Welcome Putter. Bob is absolutely correct.


----------



## xplorx4 (Dec 1, 2008)

Welcome Putter, it is great to have you on the forum. Hope you get your problem taken care of with the dealer. Let us know how it all turns out, and how you like your router.


----------



## Charles M (Apr 10, 2006)

Dr. Putter said:


> I am a novice woodworker and have recently purchased a Freud FT2000E router. However, I can not insert my 1/2 inch shank router bits. The collet seems to be too tight. If I pull the collet out and insert the bit shank and put the whole assembly back in then I cannot thread the tightening nut. Any suggestions???

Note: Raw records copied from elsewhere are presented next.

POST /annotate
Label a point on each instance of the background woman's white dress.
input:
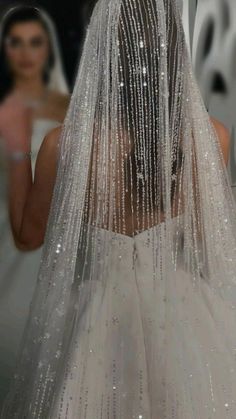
(18, 273)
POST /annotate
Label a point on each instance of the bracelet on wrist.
(19, 155)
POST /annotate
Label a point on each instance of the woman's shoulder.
(62, 99)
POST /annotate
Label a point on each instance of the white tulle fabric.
(57, 78)
(133, 314)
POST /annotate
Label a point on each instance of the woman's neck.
(34, 87)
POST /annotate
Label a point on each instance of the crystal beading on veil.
(136, 288)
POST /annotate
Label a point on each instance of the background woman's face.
(27, 49)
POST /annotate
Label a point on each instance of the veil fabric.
(140, 170)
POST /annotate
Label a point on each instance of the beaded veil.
(140, 167)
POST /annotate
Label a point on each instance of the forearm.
(19, 186)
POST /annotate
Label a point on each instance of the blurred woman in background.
(33, 99)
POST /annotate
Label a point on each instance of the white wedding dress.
(145, 351)
(18, 272)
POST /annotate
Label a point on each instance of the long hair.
(20, 14)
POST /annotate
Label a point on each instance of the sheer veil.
(137, 154)
(57, 79)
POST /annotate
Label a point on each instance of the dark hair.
(20, 14)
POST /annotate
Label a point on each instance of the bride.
(133, 315)
(31, 76)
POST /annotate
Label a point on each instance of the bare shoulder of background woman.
(224, 137)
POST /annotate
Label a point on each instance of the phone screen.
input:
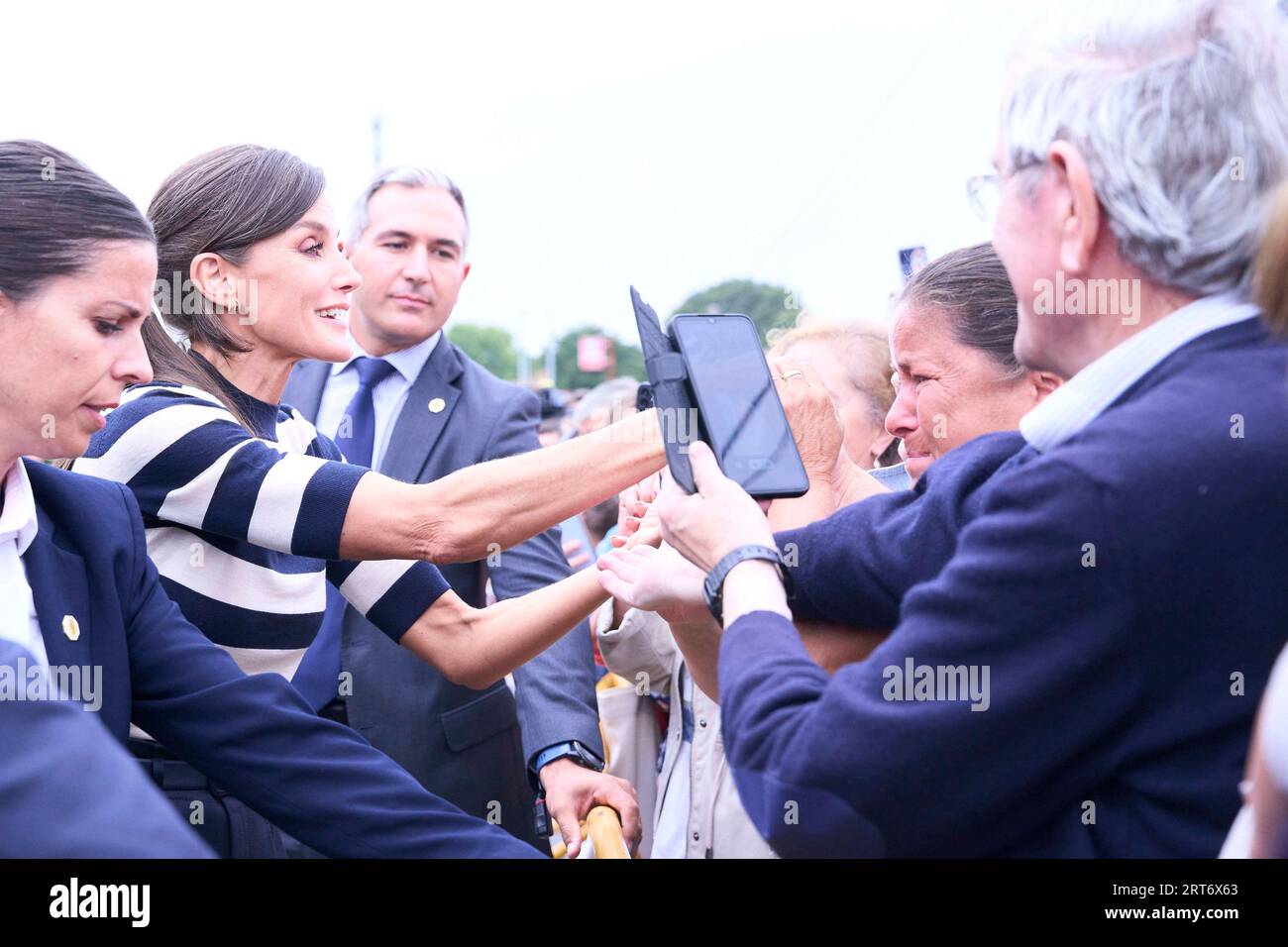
(738, 406)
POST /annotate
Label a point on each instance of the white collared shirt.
(387, 397)
(1082, 398)
(17, 530)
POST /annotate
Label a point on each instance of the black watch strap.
(712, 589)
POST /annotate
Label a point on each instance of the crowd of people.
(338, 590)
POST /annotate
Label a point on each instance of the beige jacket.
(719, 826)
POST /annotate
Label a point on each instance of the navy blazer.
(67, 789)
(1125, 592)
(254, 735)
(464, 744)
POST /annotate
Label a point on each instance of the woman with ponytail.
(77, 265)
(252, 513)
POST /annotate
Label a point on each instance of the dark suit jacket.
(462, 744)
(67, 789)
(254, 736)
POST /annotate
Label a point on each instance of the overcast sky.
(665, 145)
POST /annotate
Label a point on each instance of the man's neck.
(373, 343)
(1141, 304)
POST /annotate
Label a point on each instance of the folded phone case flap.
(668, 367)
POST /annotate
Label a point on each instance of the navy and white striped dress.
(245, 527)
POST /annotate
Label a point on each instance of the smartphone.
(738, 407)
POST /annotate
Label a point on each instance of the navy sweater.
(1126, 592)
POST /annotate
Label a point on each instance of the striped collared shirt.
(1087, 394)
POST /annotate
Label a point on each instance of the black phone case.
(669, 380)
(673, 394)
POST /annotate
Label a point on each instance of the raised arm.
(490, 506)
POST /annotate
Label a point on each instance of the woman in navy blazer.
(77, 264)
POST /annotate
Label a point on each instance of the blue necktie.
(320, 669)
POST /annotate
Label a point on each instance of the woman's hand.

Welcome Putter. Sorry to be late to this party, but I doubt there is a problem with the collet other than it needs to be assembled correctly. Remove the nut and collet from the router, push the collet into the nut until it snaps in place then insert this assembly in the router shaft. Always make sure the collet is snapped into the nut before trying to install a bit. The collet is self-extracting so when you loosen it the bit will still be tight at first. Keep loosening the nut and it will pull the collet out, releasing the bit.


----------



## bharris68 (Mar 20, 2011)

Charles M said:


> ... Remove the nut and collet from the router, push the collet into the nut until it snaps in place then insert this assembly in the router shaft. Always make sure the collet is snapped into the nut before trying to install a bit. The collet is self-extracting so when you loosen it the bit will still be tight at first. Keep loosening the nut and it will pull the collet out, releasing the bit.


Charles M. - Pure genius sir - that was exactly my problem and you had exactly my solution. Much gratitude to you and the other members here, sir!!!

Kind regards,

Brett Harris.


----------



## mochasatin (Feb 20, 2012)

*FREUD FT2000E Collet Problems Resolved.*

I replace the Collet Nut on my FT2000E and could not get the nut to cinch down on the collet and bit to start the threading. Since the Collet Nut they sent me was a new style, I contacted Freud to tell them they sent me the incorrect part and explained the problem. The help desk said that the new nut was the correct placement and that I needed a new wrench. I told them the wrench is not the problem. I then found this solution and it solved my problem. Thanks for the help. This info was not in the manual or was it provided with the new Collet-Nut. I am surprised that the Freud technical support was not aware of this solution.


----------



## crazycol (Feb 13, 2007)

hiya, this same thing happend to mine when i got it home.
but let me say i bought mine for £10 in a car boot sale (garage sale)

then i realised that i read somewhere on a british forum the same as charles said.

it worked perfect from then on.

i got it fully serviced for £30 about 5 years ago and it aint missed a beat since.
the ft2000e is a real workhorse.


----------